Eu matei um homem, disse Lúcia novamente, enquanto desenhava com lápis de cor. Olha, eu estava aqui, tá vendo? E apontou pro desenho, o gramado em volta da casa (Lúcia desenhava muito mal). Ele ia machucar minha irmã, ele entrou na casa, quando foi agarrá-la, dei um grito. Ele saiu, e voltou. Nesse momento eu já estava com a arma do meu avô, que ficava no cofre. Eu sei a senha do cofre, eu sei a senha de tudo naquela casa. Pedi para que fosse embora. Quando ele avançou eu atirei.
Minha mãe nunca soube direito o que aconteceu, nem a polícia, falou enquanto as meninas a olhavam sem piscar, mudas, em um misto de medo e admiração, a firmeza de Lúcia era de se invejar de tão natural e cristalina. Tem coisas que só as crianças sabem. Que só as crianças passam, só elas sabem, nem eu e minha irmã, disse largando os lápis e se aconchegando no colchão.
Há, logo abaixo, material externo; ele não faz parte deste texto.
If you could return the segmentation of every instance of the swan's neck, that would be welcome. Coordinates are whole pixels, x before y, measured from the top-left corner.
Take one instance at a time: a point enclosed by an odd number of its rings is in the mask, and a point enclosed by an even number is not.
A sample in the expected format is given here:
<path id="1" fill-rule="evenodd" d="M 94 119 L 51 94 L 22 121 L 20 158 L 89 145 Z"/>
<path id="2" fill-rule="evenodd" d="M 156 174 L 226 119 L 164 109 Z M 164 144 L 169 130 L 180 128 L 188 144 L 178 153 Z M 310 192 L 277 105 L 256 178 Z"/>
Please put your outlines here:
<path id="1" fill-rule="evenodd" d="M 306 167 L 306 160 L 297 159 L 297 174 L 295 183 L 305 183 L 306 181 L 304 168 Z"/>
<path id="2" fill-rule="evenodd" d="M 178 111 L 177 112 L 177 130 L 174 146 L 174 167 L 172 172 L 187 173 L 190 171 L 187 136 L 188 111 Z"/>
Elvira a este ponto já estava completamente devastada. Sua festa do pijama tinha sido um terror. Ao invés de vídeos de dança, gravações, fofocas de namoradinhos, de falar mal dos adultos e das meninas da outra turma, estavam ali em um clima de sepulcro, falando de morte, separação, problemas financeiros. Para não pior a situação, com medo que outra delas entrasse em um rompante de choro ou que Lúcia continuasse com suas besteiras, mentiu que a mãe tinha mandado desligar a luz e irem dormir, pois já era muito tarde. Nesse ponto, todas já estavam silenciosas como a madrugada mesmo.
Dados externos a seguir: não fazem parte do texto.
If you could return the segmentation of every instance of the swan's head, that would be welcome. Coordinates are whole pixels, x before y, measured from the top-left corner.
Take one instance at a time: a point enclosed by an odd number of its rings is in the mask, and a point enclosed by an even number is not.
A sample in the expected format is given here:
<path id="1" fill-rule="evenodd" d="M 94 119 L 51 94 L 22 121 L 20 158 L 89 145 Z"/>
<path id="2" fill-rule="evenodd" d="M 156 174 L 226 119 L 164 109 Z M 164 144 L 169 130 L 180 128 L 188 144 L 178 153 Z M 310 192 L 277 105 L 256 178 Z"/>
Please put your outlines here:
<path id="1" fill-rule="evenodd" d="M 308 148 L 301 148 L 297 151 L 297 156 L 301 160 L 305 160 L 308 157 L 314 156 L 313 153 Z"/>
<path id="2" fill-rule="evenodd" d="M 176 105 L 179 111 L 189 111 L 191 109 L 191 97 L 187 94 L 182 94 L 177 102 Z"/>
Nos dias que se seguiram, várias amigas vieram falar com Elvira, em separado, para comentar sobre Lúcia. Queriam seu número, queriam dicas, queriam seu serviço. Cada uma tinha um problema diferente, mas muito parecido. Elvira começou a acreditar que a história era verdade. Mesmo se não fosse, as meninas acreditavam e agora a idolatravam. Mesmo se não fosse, Lúcia tinha aberto uma porta impossível de ser fechada, tinha se tornado uma espécie de mártir.
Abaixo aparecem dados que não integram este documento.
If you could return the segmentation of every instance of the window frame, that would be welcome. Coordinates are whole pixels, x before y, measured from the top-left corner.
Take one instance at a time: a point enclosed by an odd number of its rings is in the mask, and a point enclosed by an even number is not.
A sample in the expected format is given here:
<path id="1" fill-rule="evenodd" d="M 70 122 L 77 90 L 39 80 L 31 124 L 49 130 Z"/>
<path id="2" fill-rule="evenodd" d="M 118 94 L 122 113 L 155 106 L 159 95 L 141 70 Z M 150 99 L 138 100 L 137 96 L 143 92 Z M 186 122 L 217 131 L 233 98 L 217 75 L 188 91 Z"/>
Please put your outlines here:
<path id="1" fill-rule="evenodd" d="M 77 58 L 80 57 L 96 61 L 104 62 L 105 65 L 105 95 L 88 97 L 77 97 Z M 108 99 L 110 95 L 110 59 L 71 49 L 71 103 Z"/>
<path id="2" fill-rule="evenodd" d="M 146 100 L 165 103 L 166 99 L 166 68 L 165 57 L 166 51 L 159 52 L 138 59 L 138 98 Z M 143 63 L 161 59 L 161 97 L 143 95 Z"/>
Elvira ligou para Lúcia e contou sobre as amigas.
Meus serviços? Disse ela. Acho que elas não compreenderam
muito bem, não é sobre mim. Tudo bem, também gostei de suas amigas, falou. Elvira não deixou escapar um que bom, um tanto entusiasmado.
Sexta-feira de noite, na sua
casa, logo depois da aula de spin de minha mãe, diga a elas para estarem lá. Começaremos o treinamento, complementou antes de desligar o telefone.